Badin Rungruangnavarat, the Bangkok-based trader who allegedly traded on inside information ahead of a public announcement related to the acquisition of Smithfield Foods by a Chinese company, agreed last week to pay $5.2 million to settle the charges.
The SEC froze Badin’s assets in June after filing a complaint alleging that he made more than $3 million in illegal profits through insider trading in Smithfield securities.

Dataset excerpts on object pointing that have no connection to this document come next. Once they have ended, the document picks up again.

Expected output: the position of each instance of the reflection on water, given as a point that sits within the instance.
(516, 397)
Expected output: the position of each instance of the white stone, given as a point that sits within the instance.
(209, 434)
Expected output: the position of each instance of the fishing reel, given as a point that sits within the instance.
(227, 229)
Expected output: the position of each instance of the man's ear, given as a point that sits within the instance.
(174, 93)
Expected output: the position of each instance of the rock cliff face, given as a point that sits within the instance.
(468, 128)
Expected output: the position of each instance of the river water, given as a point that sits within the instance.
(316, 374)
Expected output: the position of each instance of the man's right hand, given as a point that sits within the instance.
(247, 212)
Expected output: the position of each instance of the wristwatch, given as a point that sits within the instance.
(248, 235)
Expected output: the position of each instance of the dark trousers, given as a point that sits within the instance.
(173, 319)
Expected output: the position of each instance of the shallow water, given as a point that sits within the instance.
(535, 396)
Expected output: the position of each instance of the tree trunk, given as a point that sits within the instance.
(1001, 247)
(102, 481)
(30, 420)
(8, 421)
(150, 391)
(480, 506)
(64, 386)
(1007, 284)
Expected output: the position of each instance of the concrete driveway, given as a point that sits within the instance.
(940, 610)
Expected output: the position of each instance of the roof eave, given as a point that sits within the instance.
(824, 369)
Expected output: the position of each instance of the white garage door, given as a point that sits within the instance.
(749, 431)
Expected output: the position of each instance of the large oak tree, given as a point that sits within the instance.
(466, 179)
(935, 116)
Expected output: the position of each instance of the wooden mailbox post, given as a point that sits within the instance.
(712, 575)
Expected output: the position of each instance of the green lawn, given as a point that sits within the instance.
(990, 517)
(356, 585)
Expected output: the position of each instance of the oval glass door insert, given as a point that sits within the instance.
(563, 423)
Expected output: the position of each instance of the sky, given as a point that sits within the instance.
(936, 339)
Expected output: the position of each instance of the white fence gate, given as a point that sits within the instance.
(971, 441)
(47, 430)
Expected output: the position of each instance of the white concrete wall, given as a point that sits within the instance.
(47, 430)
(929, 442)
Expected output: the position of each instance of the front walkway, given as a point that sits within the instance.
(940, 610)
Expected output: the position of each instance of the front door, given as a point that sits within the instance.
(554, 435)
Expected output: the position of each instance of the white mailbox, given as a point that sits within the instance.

Badin allegedly acquired out-of-the-money Smithfield options—or options with only time value that erode quickly—and single-stock futures contracts in the week leading up to a May 29 announcement about the proposed sale of Smithfield to Shuanghui International Holdings
“Our quick action in June to stop Badin’s insider trading profits from leaving the U.S. made this multi-million dollar settlement possible,” Daniel M. Hawke, the chief of the SEC enforcement division’s Market Abuse Unit. “Once he was denied access to his trading account, Badin elected to forfeit all of his ill-gotten proceeds plus pay a $2 million penalty to settle the case against him.”
Badin entered a final judgment ordering him to pay $3.2 million in repayments, as well as a $2 million penalty to the SEC. Without admitting or denying the SEC’s charges against him, Badin agreed to adhere to the rules established under the Securities Exchange Act.